Building Ask: A RAG-Powered Chatbot for My Portfolio

How I built a contextually-aware AI assistant using Cloudflare Workers AI, Vectorize, and RAG. Learn about the architecture, prompt engineering, security hardening, and lessons learned.

Building Ask: A RAG-Powered Chatbot for My Portfolio

Portfolio sites are inherently passive. Visitors land on a page, scan for relevant information, and either find what they need or bounce. Traditional search helps, but it requires visitors to know what to look for.
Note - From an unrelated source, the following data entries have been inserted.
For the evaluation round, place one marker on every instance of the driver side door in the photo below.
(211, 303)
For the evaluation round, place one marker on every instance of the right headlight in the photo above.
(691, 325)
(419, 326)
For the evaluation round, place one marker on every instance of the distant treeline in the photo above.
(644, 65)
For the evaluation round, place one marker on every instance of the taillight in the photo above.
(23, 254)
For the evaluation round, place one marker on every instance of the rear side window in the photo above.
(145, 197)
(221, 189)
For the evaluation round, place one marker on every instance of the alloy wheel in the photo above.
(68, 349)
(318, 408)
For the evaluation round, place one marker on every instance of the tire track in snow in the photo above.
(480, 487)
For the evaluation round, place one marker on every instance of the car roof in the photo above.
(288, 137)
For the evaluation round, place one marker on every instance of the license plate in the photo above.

I wanted something different: an AI assistant that actually understands my work and can have a conversation about it.

The result is Ask, a RAG-powered chatbot that lives on every page of rye.dev. It knows about my projects, can discuss my blog posts, and adapts its behavior based on which page you’re viewing. This post documents how I built it.

A visual representation of the serverless/edge architecture described in the post, showing the flow of data between components.

The Architecture

Ask runs entirely on Cloudflare’s edge infrastructure. There’s no origin server, no container to manage, no cold starts to worry about. The stack consists of:

  • Frontend: Preact component with Nanostores for state management
  • API: Astro API routes deployed to Cloudflare Workers
  • RAG: AI Search (AutoRAG) with Vectorize fallback
  • LLM: Llama 3.3 70B via Workers AI
  • Observability: AI Gateway for request logging and analytics

The edge-first design means responses start streaming in under 200ms from anywhere in the world. The entire knowledge base—blog posts, project descriptions, technical details—lives in Cloudflare R2 and gets indexed automatically.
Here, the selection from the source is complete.